UN PROJET ENRICHISSANT

Monter une pièce de théâtre avec votre classe permet de travailler des compétences essentielles dans la transversalité : production d’écrits, lecture, arts mais aussi confiance en soi et respect des autres. Voici comment j’ai mené ce projet fédérateur avec une classe de CM1 dans un quartier sensible.

theatre-CM1

Tous les ans, j’apprécie de mettre en place avec mes élèves un projet commun mêlant diverses disciplines. Cependant, se lancer dans un projet quel qu’il soit, nécessite de se poser quelques questions essentielles. Le plus important est que ce dernier soit adapté aux élèves que nous avons.
Faire du théâtre avec ma classe m’a semblé intéressant pour plusieurs raisons :
· Donner l’occasion aux élèves de s’exprimer en dehors d’un cadre très restreint.
· Permettre une ouverture culturelle indéniable : notre école était située dans un quartier très populaire et culturellement pauvre.
· Faire le lien avec des structures locales : associations, troupes de théâtre.
· Fédérer la classe autour d’un projet artistique commun.
· Faire venir les parents à l’école pour la représentation de la pièce, beaucoup d’entre eux ont un rapport à l’école distant voire inexistant…

Et bien évidemment, d’un point de vue purement pédagogique, le projet théâtre est tellement riche qu’il peut s’inscrire dans la pluridisciplinarité : maîtrise de la langue, littérature, histoire (puisqu’en CM1 on fait les temps modernes donc impossible de ne pas évoquer notre cher Molière !), arts-visuels.

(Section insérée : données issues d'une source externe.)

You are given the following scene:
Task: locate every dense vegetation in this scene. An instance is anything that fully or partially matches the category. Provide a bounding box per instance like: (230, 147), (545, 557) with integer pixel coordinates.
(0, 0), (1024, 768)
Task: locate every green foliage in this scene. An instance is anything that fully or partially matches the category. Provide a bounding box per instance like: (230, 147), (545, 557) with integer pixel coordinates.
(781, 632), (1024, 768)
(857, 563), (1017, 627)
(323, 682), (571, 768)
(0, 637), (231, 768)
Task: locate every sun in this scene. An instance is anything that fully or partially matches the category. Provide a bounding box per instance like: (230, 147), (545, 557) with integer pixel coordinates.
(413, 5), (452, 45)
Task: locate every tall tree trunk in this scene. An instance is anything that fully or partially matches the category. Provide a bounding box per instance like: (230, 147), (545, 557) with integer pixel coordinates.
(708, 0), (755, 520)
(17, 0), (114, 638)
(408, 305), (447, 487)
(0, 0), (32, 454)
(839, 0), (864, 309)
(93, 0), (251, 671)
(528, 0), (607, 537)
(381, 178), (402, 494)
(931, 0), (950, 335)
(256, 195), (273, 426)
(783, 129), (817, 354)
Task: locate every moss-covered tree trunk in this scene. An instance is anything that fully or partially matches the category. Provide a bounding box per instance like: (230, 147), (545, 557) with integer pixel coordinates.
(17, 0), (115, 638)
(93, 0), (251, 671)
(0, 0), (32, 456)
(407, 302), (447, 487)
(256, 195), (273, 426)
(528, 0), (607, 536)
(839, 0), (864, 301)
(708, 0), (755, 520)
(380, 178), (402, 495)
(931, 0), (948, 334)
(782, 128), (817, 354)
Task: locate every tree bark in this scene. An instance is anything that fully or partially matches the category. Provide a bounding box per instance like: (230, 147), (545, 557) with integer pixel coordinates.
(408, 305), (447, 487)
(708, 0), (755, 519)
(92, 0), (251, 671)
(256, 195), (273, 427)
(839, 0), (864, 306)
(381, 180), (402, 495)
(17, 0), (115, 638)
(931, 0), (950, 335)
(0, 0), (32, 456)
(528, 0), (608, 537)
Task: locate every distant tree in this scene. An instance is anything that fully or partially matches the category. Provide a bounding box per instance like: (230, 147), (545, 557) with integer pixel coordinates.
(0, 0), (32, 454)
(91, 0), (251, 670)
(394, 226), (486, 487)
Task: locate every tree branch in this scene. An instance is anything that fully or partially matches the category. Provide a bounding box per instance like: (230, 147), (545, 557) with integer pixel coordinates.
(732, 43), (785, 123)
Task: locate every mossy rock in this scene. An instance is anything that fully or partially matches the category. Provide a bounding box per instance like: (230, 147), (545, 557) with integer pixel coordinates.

QUELQUES CONSEILS POUR DÉMARRER UN PROJET THÉÂTRAL

Le plus important est de rendre ce projet plaisant tout en gardant en tête les apprentissages.
Durant deux mois, nous avons fait de l’expression corporelle et des exercices de mise en voix à raison de deux séances par semaine. Ainsi les enfants ont appris à investir un espace, à se faire confiance mutuellement, à articuler, à se servir de leur corps et de leur voix pour faire passer des émotions.
Ces exercices sont un préalable indispensable si vous voulez vous lancer dans le théâtre avec vos élèves. Ils vont leur permettre de se sentir plus à l’aise avec leur corps, de découvrir ce qu’il peut exprimer, mais également de maîtriser sa place physique dans l’espace. Bien sûr, la liste est loin d’être exhaustive, il s’agit là d’une sélection des activités qui ont le mieux marché avec ma classe de CM1, la plupart de ces activités sont tirées d’ouvrages et trouvées sur le net (notamment chez Orphée).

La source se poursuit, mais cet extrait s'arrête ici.